L’entraîneur de l’OM, dont l’image est sérieusement écornée, bénéficiait jusqu’ici de la bienveillance de la plupart de ses joueurs. La défaite à Rennes, marquée par des choix tactiques hasardeux, pourrait changer la donne. Vincent Garcia
José Anigo avait prévenu et, avec le recul, la phrase de celui qui a tout connu à l’OM, résume un peu le tourbillon dans lequel est plongé aujourd’hui Franck Passi à la tête de l’équipe phocéenne. Avant la finale de la Coupe de France contre le Paris-SG (2-4), le 21 mai dernier, on se demandait si l’intérim de l’entraîneur marseillais, commencé fin avril avec le départ de Michel, pouvait s’étirer dans le temps. « Marseille est un volcan, avait prévenu un Anigo sceptique. Être entraîneur principal ici, c’est difficile. Mais ailleurs, oui, certainement. » Passi a déjà pu vérifier la première prophétie.

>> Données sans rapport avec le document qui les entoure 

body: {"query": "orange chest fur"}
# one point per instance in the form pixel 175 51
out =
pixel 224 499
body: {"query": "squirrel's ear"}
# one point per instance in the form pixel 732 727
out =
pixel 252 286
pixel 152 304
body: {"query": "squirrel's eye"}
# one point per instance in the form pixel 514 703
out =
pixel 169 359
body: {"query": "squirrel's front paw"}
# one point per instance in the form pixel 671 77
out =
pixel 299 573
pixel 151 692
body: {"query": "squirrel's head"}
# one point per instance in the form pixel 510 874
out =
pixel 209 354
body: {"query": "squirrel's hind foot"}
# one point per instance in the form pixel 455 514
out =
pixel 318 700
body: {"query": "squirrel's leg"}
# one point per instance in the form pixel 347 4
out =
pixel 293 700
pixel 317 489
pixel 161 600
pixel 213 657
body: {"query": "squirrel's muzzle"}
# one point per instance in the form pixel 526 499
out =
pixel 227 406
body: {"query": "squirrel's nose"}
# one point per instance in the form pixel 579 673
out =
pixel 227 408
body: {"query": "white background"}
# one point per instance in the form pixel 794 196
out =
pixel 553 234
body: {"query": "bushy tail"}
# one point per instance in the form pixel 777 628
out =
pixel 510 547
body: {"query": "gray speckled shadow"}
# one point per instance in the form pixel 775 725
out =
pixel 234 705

Avec les résultats décevants de ce début de saison et l’arrivée du futur propriétaire américain Frank McCourt, il pourrait rapidement aller voir s’il est effectivement plus facile d’aller entraîner ailleurs. À Marseille, et contrairement à ce qu’il peut penser, l’ennemi vient souvent de l’intérieur.
L’anecdote remonte à la fin de saison dernière, à une époque où le technicien de cinquante ans était déjà sous le feu des projecteurs, après avoir remplacé Michel, l’entraîneur espagnol. Georges-Kévin Nkoudou s’était laissé aller à quelques confidences au sein du groupe. « S’il reste la saison prochaine, je m’en vais », avait dit en substance l’actuel ailier de Tottenham, qui a donc joint le geste à la parole cet été.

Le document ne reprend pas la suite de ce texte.